Anschließend fuhren wir nach St. Wolfgang, um mit dem Schiff von St. Wolfgang nach St. Gilgen zu fahren. Die Schifffahrt war leider kein positives Erlebnis, da wir trotz Reservierung nicht genug Sitzplätze für unsere Gruppe hatten. Fazit: Wären wir mit dem Bus ein Stück um den See gefahren, wäre dies ein schöneres Erlebnis gewesen, aber hinterher ist man immer schlauer.

Fr. 13.09.2019
Heute hatten wir um 9.15 Uhr eine Führung bei der Fa. Lodenwalker in Ramsau. Hier wurde uns in den Produktionsräumen die Verarbeitung der Rohwolle bis zum fertigen Loden gezeigt. Dies geschieht überwiegend mit Maschinen, die aus der ersten Hälfte des 20. Jahrhunderts stammen. Der Vorteil dieser alten Maschinen ist, dass die Wolle besonders schonend behandelt wird, daher entstehen weniger Einbußen in der Qualität. Danach hatten wir noch Zeit die Verkaufsräume zu besuchen oder konnten eine Erfrischung im Gasthaus einnehmen.

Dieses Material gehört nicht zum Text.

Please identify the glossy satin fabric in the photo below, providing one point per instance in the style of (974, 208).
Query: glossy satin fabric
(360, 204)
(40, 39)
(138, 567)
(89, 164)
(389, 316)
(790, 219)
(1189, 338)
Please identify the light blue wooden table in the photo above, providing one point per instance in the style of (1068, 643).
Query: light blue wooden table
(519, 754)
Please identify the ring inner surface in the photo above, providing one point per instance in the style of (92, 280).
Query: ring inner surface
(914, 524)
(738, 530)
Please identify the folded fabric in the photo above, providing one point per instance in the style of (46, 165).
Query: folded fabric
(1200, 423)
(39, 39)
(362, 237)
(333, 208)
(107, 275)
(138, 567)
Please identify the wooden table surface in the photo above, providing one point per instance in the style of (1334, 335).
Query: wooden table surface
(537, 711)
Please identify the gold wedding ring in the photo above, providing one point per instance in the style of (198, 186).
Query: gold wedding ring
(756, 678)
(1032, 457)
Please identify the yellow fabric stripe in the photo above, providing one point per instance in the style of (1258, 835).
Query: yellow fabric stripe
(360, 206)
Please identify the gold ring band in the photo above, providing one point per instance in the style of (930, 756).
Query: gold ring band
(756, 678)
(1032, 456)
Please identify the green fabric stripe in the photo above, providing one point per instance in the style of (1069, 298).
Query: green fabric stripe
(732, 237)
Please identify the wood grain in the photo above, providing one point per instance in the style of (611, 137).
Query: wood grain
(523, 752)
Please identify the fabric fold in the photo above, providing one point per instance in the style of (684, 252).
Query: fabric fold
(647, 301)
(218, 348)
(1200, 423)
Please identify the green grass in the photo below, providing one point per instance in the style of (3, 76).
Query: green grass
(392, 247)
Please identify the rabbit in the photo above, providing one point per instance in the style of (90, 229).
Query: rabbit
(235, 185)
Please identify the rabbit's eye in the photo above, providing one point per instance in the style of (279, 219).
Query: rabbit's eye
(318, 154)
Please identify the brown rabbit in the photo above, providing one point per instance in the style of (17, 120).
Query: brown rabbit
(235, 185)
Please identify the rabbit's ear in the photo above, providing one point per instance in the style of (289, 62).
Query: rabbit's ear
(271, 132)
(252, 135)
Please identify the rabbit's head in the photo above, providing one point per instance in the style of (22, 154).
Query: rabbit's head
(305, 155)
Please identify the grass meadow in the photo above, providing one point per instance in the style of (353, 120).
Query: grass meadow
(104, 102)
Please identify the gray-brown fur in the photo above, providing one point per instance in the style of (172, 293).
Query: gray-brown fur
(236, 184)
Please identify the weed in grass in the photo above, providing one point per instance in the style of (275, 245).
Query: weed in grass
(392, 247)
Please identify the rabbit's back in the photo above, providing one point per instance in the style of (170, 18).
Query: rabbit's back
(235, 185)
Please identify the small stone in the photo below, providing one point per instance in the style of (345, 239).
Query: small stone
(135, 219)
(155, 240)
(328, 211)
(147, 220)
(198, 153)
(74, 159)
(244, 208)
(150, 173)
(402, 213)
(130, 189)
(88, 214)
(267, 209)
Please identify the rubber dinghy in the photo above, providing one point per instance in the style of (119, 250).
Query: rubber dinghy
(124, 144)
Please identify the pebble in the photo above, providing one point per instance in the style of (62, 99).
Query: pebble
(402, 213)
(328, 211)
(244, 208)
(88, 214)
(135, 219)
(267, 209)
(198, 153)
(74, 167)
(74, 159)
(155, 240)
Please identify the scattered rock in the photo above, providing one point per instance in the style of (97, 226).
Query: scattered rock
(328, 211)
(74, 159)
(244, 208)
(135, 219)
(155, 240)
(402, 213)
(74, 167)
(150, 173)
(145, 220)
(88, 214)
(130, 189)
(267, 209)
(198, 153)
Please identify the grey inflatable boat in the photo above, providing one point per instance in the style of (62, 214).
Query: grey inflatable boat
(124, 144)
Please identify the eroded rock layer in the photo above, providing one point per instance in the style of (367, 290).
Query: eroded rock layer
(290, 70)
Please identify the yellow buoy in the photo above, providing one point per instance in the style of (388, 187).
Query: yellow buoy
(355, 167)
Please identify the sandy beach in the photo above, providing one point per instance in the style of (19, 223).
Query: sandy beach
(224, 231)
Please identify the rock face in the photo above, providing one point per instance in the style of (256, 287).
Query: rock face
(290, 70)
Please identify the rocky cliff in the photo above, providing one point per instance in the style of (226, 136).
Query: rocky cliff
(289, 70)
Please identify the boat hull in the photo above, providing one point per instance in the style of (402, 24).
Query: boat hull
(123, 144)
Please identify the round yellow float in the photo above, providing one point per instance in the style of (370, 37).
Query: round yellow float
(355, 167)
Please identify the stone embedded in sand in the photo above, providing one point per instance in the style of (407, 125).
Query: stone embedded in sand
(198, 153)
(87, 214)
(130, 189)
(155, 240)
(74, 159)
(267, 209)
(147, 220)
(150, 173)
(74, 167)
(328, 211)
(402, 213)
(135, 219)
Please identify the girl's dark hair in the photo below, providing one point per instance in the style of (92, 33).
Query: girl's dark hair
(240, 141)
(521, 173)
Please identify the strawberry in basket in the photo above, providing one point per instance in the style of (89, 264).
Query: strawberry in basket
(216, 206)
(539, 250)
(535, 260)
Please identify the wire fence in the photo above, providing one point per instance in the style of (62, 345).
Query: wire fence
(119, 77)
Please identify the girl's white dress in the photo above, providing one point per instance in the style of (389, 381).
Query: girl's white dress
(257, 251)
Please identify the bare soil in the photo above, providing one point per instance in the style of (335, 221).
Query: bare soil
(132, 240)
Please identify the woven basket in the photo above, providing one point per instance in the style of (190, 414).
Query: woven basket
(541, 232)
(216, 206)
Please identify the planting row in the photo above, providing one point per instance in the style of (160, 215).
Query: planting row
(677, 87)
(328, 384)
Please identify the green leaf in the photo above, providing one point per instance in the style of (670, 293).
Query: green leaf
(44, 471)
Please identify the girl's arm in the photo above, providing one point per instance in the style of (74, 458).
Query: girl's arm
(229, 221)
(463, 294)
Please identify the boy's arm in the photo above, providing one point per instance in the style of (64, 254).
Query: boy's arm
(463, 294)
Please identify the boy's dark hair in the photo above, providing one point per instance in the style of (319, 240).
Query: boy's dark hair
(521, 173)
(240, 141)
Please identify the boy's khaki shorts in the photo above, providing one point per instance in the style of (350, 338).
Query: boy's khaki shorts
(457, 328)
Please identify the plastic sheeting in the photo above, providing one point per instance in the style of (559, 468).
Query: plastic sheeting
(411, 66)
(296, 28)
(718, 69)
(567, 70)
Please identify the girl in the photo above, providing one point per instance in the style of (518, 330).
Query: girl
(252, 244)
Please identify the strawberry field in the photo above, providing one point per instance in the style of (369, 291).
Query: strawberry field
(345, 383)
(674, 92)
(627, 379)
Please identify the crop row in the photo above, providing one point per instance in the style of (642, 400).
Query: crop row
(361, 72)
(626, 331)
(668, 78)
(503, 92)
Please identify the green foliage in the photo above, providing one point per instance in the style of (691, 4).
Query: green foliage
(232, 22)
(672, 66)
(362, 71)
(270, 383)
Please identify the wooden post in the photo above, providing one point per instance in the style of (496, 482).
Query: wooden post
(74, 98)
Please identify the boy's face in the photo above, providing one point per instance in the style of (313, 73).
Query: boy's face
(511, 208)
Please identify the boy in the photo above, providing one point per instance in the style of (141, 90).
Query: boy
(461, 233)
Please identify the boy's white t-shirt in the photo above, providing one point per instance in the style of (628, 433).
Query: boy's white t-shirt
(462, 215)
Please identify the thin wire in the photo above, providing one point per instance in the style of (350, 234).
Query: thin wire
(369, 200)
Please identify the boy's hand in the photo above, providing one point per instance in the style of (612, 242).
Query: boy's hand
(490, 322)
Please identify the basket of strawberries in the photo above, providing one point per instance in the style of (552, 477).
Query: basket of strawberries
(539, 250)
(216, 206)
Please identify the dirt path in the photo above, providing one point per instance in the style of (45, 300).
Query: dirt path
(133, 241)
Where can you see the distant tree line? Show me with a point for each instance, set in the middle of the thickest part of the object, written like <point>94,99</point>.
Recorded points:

Am Nachmittag wurden wir mit drei Pferdekutschen beim Hotel abgeholt und fuhren zur Unterhofalm. Diese liegt auf 1.280 Metern am Fuße der Bischofsmütze und ist ca. 6 km von Filzmoos entfernt. Die Almhütte wurde im Jahr 1776 erbaut und liegt ganz in der Nähe der Oberhofalm. Ein wunderschöner Themen-Rundweg führte zum nahegelegenen Almsee mit kleiner Kapelle. Wir genossen alle die malerische Landschaft und das gute Wetter. Es waren sich alle einig, dass der Abschluss unserer Mehrtagesfahrt nicht schöner hätte sein können.

Sa. 14.09.2019
Nach einem letzten guten Frühstück im Hotel wurden alle Koffer im Bus verstaut und es ging wieder Richtung Heimat.